Pour autant, il est fort à parier qu’aucun ne remettra en question les changements menés au pas de charge par l’ex-Direction générale des télécommunications, qui, depuis sa transformation en entreprise en 1996, est passée, en France, de 160 000 à 100 000 salariés. Si aucun abonné ne se plaint des bénéfices de la dérégulation (grâce à elle, il est possible d’appeler sans frais à l’autre bout du monde, en échange d’un abonnement  » triple play « ), c’est la façon dont a été conduite l’ouverture à la concurrence qui concentre toutes les critiques.
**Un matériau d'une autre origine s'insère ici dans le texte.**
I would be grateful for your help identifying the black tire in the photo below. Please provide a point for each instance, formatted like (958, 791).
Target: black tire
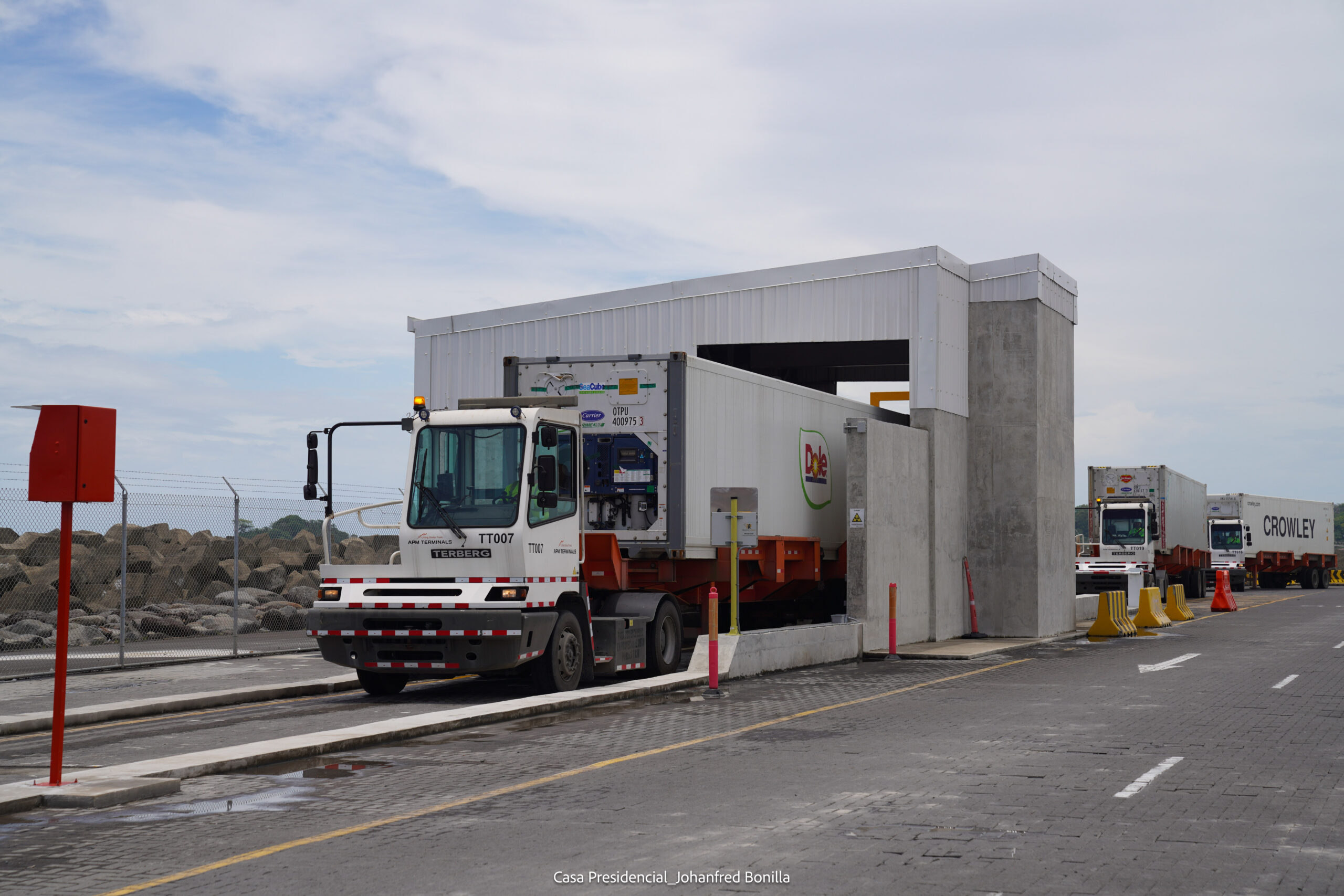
(663, 641)
(562, 664)
(382, 684)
Principales victimes, les fonctionnaires, qui, même s’il n’existe plus d’embauche sous ce statut depuis treize ans, représentent toujours 60 % de l’effectif en France. Recrutés pour la plupart sur concours de 1975 à 1985, ils ont accepté un poste souvent moins rémunéré que dans le privé, mais ô combien plus prestigieux : à l’époque, il s’agissait d’installer un téléphone chez M. Tout-le-monde. Pour cela, ils devaient déployer des fils de cuivre dans le cadre du fameux plan Delta LP, pour  » élargissement des lignes personnelles « . Le rêve au bout du fil, donc.  » De véritables héros « , reconnaît Olivier Barberot, le DRH du groupe, qui obtenaient, en échange de leur engagement au service du public, la sécurité de l’emploi.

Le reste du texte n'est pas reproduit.